Necessary tools and machines

09507 01
Soldering iron (generic)

Apps and online services

About this project

2 years ago I decided to step to a new level in controlling micro-climate in our thermal water heated greenhouses. Before that time for example we did all airing by opening-closing windows manually. It was a waste of time, took hours per day! So the "simple" and clear step was to build automatic micro-climate control "things" begin with automatic windows openers.

The physical environment (from big to small):

  • 200 meters long, 10 meters wide and 4 meters high half-circle production area
  • Any number (26 in my case) of windows along at the top of the structure
  • 400 (2x200) meters long, 4mm thick steel leading wire to attach to the control arms of the windows. One of the 200m line is the opening line the other is the closing line.
  • The leading wire is attached to a 3-phase motor assembled with a worm gear unit. The steel wire lines are twisted around the axis of the gear unit clockwise and counter-clockwise. If the motor rotates clockwise then one line of wire moves one direction and the other one moves opposite.
  • Different rotation is managed by a 3-pole reversing contactor assembled with a thermal relay set to the motor's parameters. The contactor has two 24V AC coils. Coils can be powered with a 230AC to 24V AC transformer through a 3-way selector switch (OPEN or CLOSE) where the third position is for the AUTOMATIC control. For limiting the amount of opening and closing movement (no to destroy the structure by the gear) two limit switches have been put near the steel wire rail.

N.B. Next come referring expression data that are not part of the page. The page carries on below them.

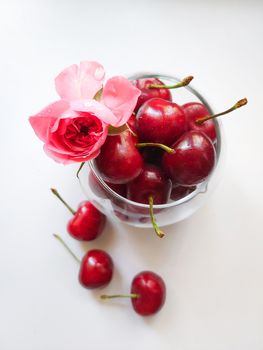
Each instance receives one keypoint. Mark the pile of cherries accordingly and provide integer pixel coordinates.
(147, 292)
(165, 151)
(162, 154)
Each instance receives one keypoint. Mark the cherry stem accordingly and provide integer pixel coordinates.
(157, 229)
(79, 169)
(132, 296)
(55, 192)
(67, 247)
(153, 144)
(239, 104)
(130, 130)
(182, 83)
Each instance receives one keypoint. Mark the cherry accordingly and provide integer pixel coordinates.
(147, 295)
(96, 267)
(151, 187)
(87, 222)
(151, 155)
(132, 123)
(119, 160)
(160, 121)
(192, 161)
(147, 93)
(179, 192)
(100, 191)
(199, 118)
(195, 110)
(155, 88)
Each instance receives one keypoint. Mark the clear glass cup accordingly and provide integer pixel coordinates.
(136, 214)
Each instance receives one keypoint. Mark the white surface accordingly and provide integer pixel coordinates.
(212, 263)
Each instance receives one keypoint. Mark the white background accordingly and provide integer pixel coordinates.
(212, 263)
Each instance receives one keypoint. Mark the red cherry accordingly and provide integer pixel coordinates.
(179, 192)
(147, 94)
(192, 161)
(151, 187)
(148, 293)
(199, 118)
(96, 269)
(119, 160)
(160, 121)
(152, 155)
(194, 111)
(87, 222)
(151, 292)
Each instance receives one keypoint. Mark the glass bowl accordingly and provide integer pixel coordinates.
(136, 214)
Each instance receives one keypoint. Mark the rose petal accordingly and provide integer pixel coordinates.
(120, 96)
(82, 82)
(45, 119)
(69, 159)
(96, 108)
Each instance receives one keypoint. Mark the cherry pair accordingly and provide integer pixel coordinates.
(96, 269)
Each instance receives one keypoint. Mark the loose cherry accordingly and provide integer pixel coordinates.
(151, 187)
(119, 160)
(96, 267)
(160, 121)
(152, 155)
(87, 222)
(192, 161)
(179, 192)
(199, 118)
(148, 293)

BIG "How to" questions for automatic micro-climate control

  • ... How to decide what kind of climate is need for the plants during 24 hours whole year...?
  • ... How to manage system stability in an airspace where humidity can be 100%, temperature can be 60 Celsius degree and huge EMI pollution (3-phase motor, contactor, pumps and relays for irrigation, etc.) all around...?
  • ... How to protect structure, and parts if malfunction hits...? Have experienced when a motor-gear-unit crushes the structure. No one should see that...
  • Etc...

A little recollection

During last 2 years I had several phases of this project. For example it was a dead end using plastic cases. High humidity and sunlight can be harmful. All the 1602 and 2004 type LCDs with its HD44780 type controller have a high sensitivity to any kind of electromagnetic impact. After a time it just doodled random things. Not to think for future modifications can be expensive. Bought many Arduino Nanos thinking they are just fine but later I built around the MKR1000 boards. Yes they are much expensive but for IoT projects being online is essential :) isn't it?

Path believed quite good

After this long prelude lets do the workmanship (from big to small again).

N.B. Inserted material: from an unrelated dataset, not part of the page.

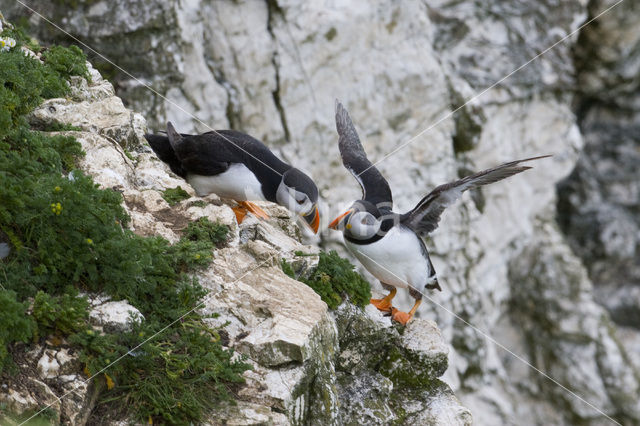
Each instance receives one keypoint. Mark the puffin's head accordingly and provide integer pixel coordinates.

I need to isolate things as much as possible from climate. Metal box is the best option i found to achieve that. I have to separate high voltage things (Supply Box) from low voltage (MCU Box) things. Two metal boxes better than one :).

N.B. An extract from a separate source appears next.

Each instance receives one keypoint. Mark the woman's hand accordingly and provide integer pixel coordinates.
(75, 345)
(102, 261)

The high voltage box contains the 3-phase input supply (3 phase + Neutral + Earth). Circuit brakers for motor/transformer and for MCU in the other box. Transformer (230V to 24-18-12-6-3V). Reversing contactor and thermal relay. Input and output cables from motor to Supply Box, from MCU box to Supply Box.

The biggest limitation is the physical size of the controller housing. First it was a headache how to install everything in a logical manner.

The MCU Box contains the controller aka the Climate Cube, and an I2C bus expander housing. The controller have all the stuff what counts here. But first, the most important thing is I wanted to built it as a structure of modules to be able to expand, enhance later and replace parts if necessary. See the wiring diagram.

MKR1000 has everything (now) i need. Lots of GPIOs, hardware I2C, WIFI option, and strong processing ability not to mention it has more program space than Nanos.

I use 2-channel opto-isolated relay to switch the 24V AC circuit to drive the contactors' coil. The relay can be fully separated from the MCU by giving a second 5V DC power supply. So the coil of the relay powered from one power supply (PSU) and the optocouplers (relay inputs' VCC) are from another PSU shared with MCU. The two PSUs have been built with input and output EMI filter circuits. (I did not find such filtered PSU where 24V AC input available).

A DS3231 clock is installed also. During plant production there are many scenarios. For example if there is not enough sunlight for plants to do their photosynthesis effectively no need to keep hotter air.

The lack of sunlight in the winter (January) not warmth the air and there is a high chance that temperature inside is lower than what we wanted so windows stay closed. If this happens plant cannot get fresh CO2 rich air. So we need to get some fresh air in despite the temperature inside still lower what needed. Of course we don't want to do that in the night when outer temperature drops minuses. That is why MCU needs to know what time it is. Because, for the daylight I need to set checkpoint/time. Example: when certain conditions appear MCU opens the windows for 5 seconds interval then keep that for 3 minutes than close them. Air freshening done.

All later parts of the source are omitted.